Re: [PATCH] generic: add test for fsync after shrinking truncate and rename

From: Dave Chinner <david@fromorbit.com>
To: Amir Goldstein <amir73il@gmail.com>
Cc: Filipe Manana <fdmanana@kernel.org>,
	fstests <fstests@vger.kernel.org>,
	Linux Btrfs <linux-btrfs@vger.kernel.org>,
	Filipe Manana <fdmanana@suse.com>
Subject: Re: [PATCH] generic: add test for fsync after shrinking truncate and rename
Date: Fri, 8 Mar 2019 14:46:46 +1100	[thread overview]
Message-ID: <20190308034646.GI26298@dastard> (raw)
In-Reply-To: <CAOQ4uxjM0-D8c3KR0ooXYhhUa5+19j_=3XUaXf6vGMbsNhShJw@mail.gmail.com>

On Thu, Mar 07, 2019 at 09:52:03AM +0200, Amir Goldstein wrote:
> On Wed, Mar 6, 2019 at 11:48 PM Dave Chinner <david@fromorbit.com> wrote:
> >
> > On Wed, Mar 06, 2019 at 09:51:23AM +0200, Amir Goldstein wrote:
> > > On Wed, Mar 6, 2019 at 12:33 AM Dave Chinner <david@fromorbit.com> wrote:
> > > > > So the reason this is working is because 2nd fsync needs to
> > > > > persist ctime of B and not because it needs to persist the
> > > > > truncate.
> > > >
> > > > ctime modifications during rename are irrelevent because there's no
> > > > fsync between the truncate and the rename so the file inode is
> > > > already dirty due to the truncate. I think you've got the wrong end
> > > > of the stick here, Amir. :)
> > >
> > > Doh! The discussion is still interesting because people have
> > > hard time to understand that those hidden details like ctime
> > > update on rename may have different behavior on different fs
> > > regardless if they obay ordered metadata or not.
> > > Btrfs is different in the respect of metadata dependencies from
> > > xfs/ext4 in many ways as seen in the different rename/link
> > > crash consistency discussions.
> >
> > Yes, little things like can result in different behaviour, but what
> > we are trying to do is get to the point where there is minimal
> > difference between all crash-recovery-capable linux filesystems.
> >
> > e.g. what we see here is that by always including the inode being
> > moved in the rename transaction (regardless of how a filesystem
> > acheives that), we provide consistent, reliable, predictable
> > behaviour in all cases of "fsync after rename". IOWs, the SOMC model
> > that _require_metadata_journaling tests are supposed to conform to
> > is far more strict that POSIX requires and our tests need to reflect
> > this stricter consistency model.
> >
> > IOWs, we should be encoding the behaviour we want in these tests
> > rather than implementing yet another "test POSIX compatible
> > behaviour" - POSIX is a complete crapshoot when it comes to
> > persistence requirements. And if a filesystem fails a SOMC-model
> > test, then the filesystem needs to be fixed, not have the test
> > "relaxed" to only exercise POSIX-defined behaviour.
> >
> 
> Agreed! v1 is better than v2. Sorry for my mistake in v1 review.
> 
> I went back to look at similar fsync tests by Filipe:
> generic/{106,107,335,336,341,342,343,348,498,501,502,509,510,512}
> 
> I found some alleged subtle mistakes about SOMC assumptions.
> 
> generic/336 does:
> touch $SCRATCH_MNT/a/foo
> ln $SCRATCH_MNT/a/foo $SCRATCH_MNT/b/foo_link
> touch $SCRATCH_MNT/b/bar
> sync
> unlink $SCRATCH_MNT/b/foo_link
> mv $SCRATCH_MNT/b/bar $SCRATCH_MNT/c/
> $XFS_IO_PROG -c "fsync" $SCRATCH_MNT/a/foo
> 
> And expects both unlink and rename to persist.

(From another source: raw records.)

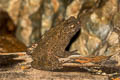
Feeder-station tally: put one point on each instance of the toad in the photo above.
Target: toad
(52, 45)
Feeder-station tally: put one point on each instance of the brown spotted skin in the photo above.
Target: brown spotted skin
(52, 45)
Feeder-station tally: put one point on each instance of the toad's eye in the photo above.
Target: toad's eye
(72, 26)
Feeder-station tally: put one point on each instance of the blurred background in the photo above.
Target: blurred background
(22, 22)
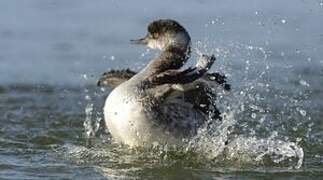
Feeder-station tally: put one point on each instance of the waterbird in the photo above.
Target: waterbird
(162, 103)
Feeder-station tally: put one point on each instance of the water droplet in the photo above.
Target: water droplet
(302, 112)
(202, 105)
(282, 53)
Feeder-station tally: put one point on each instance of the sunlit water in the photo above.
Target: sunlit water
(51, 53)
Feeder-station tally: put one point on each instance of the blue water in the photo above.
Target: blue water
(52, 52)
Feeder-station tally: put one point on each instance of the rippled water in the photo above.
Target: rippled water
(51, 53)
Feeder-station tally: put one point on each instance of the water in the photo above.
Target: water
(51, 53)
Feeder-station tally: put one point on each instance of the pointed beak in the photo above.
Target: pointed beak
(143, 41)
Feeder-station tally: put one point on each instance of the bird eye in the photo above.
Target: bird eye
(155, 35)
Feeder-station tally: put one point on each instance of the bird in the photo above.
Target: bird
(162, 103)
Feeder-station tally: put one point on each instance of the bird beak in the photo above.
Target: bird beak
(143, 41)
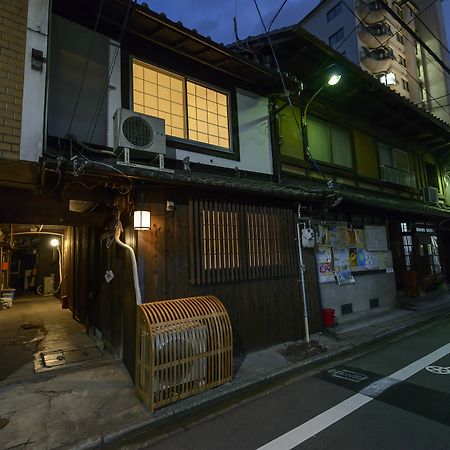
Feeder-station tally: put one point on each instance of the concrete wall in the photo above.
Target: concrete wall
(317, 24)
(366, 287)
(34, 88)
(13, 31)
(68, 53)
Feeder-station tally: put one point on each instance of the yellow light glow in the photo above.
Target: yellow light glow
(334, 79)
(54, 242)
(142, 220)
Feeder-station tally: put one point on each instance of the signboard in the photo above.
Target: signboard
(376, 238)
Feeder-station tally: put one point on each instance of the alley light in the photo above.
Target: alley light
(142, 220)
(54, 242)
(334, 79)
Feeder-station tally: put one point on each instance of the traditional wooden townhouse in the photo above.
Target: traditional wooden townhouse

*nod*. Yup, that's a typical async transactional ordering
behaviour because the dirty state is carried on the inode, not the
path or fd that is being used to access it.

> However, this is only true in the *very likely* case that there is no
> journal commit in between unlink and rename, because fsync foo
> is only guaranteed to persist metadata changes that depend on the
> unlink and happened BEFORE it, which is not the case for the rename
> of bar.

Yup, most likely. I haven't looked at any of these btrfs-inspired
fsync tests in any detail so it wouldn't surprise me that there are
issues like this in them - I just don't have time to look at
everything.

Indeed, if there are mistaken assumptions in the tests based around
pending dirty state and async transaction aggregation, then running
the tests with "-o dirsync" or even "-o wsync" should cause such
tests to fail.

> At first glance, generic/498 is actually broken (for xfs) or at least
> I don't understand why it works.

The test does this:

mkdir $SCRATCH_MNT/A
mkdir $SCRATCH_MNT/B
mkdir $SCRATCH_MNT/A/C
touch $SCRATCH_MNT/B/foo
$XFS_IO_PROG -c "fsync" $SCRATCH_MNT/B/foo

# It is important the new hard link is located in a hierarchy of new directories
# (not yet persisted).
ln $SCRATCH_MNT/B/foo $SCRATCH_MNT/A/C/foo
$XFS_IO_PROG -c "fsync" $SCRATCH_MNT/A

_flakey_drop_and_remount

And it expects /A and B/foo to be there afterwards. The comment
"(not yet persisted)" is about the buggy btrfs behaviour, not how a
SOMC fs should behave.

So, yeah, that should always work on XFS, because the first fsync
persists everything the test checks (due to common ancestors), and
second fsync is a no-opt because dir A has already been
checkpointed.

Cheers,

Dave.
-- 
Dave Chinner
david@fromorbit.com